The Facebook group was used to prepare messages for a campaign that was aimed at increasing demand for HIV Testing and Counseling (HTC). U-Reporters were polled on whether they had been tested recently and divided into two groups based on their response. The two groups were then targeted with different sets of messages. Particular attention was given to the young people who had not been tested and messages of encouragement were sent and referrals to close test sites provided when requested. At the end of the campaign period, a post-campaign poll was conducted and 35% responded as having tested during the campaign. It was heart-warming to hear a story from a young girl about how the campaign had affected her and inspired her to share with friends so they could get tested together.
Another event that made missing the show on that pre-launch night worth it was the 3rd Zambia National HIV Prevention Convention.

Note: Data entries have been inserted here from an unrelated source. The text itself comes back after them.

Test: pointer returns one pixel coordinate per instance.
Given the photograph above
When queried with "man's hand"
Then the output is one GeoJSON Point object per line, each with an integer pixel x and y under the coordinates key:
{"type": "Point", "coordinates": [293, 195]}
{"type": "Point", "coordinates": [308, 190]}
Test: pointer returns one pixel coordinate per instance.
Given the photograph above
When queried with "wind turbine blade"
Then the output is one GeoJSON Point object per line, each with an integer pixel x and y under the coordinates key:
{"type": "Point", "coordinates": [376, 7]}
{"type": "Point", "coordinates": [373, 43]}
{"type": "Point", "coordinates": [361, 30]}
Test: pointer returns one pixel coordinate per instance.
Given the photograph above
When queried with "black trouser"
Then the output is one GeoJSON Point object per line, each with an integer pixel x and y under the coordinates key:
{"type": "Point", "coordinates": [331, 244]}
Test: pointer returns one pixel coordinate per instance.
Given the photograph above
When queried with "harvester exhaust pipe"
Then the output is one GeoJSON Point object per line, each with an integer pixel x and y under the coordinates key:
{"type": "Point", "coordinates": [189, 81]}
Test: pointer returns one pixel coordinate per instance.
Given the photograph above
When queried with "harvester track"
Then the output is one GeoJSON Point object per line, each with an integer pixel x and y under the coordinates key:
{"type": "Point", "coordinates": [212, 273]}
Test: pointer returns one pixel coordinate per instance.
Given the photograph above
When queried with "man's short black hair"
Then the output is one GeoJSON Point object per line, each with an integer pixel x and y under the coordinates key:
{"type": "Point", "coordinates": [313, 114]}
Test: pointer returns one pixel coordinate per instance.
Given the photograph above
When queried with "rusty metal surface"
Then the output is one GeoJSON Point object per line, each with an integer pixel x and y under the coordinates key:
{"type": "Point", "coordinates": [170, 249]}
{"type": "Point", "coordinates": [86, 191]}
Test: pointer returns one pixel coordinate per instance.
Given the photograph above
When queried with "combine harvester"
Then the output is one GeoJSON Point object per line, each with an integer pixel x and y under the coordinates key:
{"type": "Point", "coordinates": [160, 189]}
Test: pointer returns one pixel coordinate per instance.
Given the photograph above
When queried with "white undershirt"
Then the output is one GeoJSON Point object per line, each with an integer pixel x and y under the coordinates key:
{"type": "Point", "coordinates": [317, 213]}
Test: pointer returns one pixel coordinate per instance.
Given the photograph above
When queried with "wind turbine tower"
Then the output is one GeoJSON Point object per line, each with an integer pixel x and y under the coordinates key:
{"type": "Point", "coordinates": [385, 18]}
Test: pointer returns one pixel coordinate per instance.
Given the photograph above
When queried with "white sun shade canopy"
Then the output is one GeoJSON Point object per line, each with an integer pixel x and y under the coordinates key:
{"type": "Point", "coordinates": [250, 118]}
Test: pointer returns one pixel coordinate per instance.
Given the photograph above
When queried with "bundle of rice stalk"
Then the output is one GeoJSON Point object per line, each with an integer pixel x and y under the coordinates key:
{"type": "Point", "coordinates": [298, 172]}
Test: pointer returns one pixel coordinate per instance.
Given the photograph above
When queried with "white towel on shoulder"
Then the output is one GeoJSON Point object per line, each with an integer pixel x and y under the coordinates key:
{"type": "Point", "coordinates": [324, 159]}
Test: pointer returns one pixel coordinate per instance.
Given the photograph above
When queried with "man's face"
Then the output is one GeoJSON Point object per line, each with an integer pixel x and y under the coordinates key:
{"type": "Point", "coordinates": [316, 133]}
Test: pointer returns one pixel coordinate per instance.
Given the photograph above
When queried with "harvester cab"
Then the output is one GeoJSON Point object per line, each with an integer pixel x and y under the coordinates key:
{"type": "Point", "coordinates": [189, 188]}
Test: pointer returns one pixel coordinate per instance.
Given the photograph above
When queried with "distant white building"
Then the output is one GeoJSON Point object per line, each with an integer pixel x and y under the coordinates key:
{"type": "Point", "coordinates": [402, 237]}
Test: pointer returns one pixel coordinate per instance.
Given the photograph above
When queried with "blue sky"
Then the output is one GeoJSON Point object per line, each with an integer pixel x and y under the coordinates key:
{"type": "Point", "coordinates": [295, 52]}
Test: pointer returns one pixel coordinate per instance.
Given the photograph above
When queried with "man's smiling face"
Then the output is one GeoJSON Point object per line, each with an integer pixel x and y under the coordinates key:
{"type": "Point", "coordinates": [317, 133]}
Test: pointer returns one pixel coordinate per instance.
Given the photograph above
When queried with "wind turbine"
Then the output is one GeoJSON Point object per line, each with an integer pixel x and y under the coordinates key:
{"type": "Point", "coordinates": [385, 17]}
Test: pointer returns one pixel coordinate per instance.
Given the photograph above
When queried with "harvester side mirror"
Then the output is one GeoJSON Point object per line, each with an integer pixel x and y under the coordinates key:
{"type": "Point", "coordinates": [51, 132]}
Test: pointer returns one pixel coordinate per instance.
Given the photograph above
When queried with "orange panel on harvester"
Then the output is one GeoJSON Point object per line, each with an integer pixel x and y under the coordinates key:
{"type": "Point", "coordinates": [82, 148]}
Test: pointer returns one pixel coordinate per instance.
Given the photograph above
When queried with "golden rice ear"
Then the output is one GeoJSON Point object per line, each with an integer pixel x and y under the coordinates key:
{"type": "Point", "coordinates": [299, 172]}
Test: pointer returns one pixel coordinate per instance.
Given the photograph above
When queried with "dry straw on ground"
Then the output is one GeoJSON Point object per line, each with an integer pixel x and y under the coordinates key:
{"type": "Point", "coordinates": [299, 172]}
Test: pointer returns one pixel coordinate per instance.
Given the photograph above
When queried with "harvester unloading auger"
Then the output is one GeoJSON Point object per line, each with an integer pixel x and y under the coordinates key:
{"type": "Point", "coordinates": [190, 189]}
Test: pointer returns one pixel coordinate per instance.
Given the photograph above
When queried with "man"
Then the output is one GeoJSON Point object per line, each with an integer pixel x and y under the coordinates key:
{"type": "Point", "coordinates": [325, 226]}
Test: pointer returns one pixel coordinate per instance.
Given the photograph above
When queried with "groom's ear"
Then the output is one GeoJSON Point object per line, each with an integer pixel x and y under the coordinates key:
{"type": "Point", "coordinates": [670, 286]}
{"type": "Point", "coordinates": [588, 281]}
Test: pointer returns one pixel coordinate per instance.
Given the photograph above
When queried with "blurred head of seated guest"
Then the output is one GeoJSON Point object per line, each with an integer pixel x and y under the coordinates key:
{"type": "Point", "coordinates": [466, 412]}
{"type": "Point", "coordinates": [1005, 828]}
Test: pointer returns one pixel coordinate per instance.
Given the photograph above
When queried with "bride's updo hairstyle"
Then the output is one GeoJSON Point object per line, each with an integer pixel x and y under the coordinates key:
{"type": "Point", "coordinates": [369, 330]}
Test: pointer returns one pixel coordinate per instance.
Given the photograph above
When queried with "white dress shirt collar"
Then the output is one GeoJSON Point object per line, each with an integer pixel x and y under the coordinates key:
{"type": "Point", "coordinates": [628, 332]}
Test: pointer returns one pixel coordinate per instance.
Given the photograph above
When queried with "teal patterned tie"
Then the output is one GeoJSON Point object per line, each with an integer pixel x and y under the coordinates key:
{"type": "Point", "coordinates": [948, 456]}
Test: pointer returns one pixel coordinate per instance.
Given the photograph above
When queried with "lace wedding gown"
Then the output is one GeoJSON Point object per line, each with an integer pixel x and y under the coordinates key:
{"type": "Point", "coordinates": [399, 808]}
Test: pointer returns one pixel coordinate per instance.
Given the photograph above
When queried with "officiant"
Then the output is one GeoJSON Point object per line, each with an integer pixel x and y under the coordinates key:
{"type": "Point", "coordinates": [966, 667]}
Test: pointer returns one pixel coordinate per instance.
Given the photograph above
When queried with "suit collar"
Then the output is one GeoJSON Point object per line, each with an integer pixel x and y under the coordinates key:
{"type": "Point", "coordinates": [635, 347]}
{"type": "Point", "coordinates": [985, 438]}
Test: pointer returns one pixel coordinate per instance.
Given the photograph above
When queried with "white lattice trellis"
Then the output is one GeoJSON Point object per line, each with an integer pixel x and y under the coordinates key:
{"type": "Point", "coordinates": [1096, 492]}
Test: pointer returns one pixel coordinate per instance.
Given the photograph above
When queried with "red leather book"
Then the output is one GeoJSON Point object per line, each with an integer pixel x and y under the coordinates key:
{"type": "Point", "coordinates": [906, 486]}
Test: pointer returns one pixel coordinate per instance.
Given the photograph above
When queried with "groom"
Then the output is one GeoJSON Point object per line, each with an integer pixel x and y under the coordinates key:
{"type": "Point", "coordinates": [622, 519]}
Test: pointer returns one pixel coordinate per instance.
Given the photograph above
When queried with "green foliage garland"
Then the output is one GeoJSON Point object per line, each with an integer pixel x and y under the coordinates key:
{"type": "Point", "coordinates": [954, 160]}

Unlike previous years, adolescents and youth were invited to participate in the convention and give the opening statement dubbed ‘Voices of Youth’. Prior to the convention, 50 adolescents from all across the country were convened in the capital to discuss issues such as condom use, Male Circumcision, and HIV Testing and Counseling. In order to get broader participation, all U-Reporters below the age of 24 were asked, via SMS to their phones, the exact same questions that the group in Lusaka were discussing. The results of the polls were nearly identical to the recommendations that were made by the adolescents and youth in Lusaka. The inputs were combined and used in preparing a powerful statement that was read during the opening ceremony of the convention by two representatives, a 14 year old female and an 18 year old male.
We realize that the possibilities for Zambia U-Report are many and we still have so much work to do to ensure that we get to zero infections in Zambia, especially among adolescents. For me, the Zambia U-Report journey has been so exciting, so much fun and very rewarding every time I think of the contribution we are making to these young people’s lives. The evidence is there, what more can I ask for? By the way, did I mention that the Zambia U-Report abstract I did won one of the three awards at the Prevention Convention? And, I bought a DVD for the show I missed so all’s well that ends well!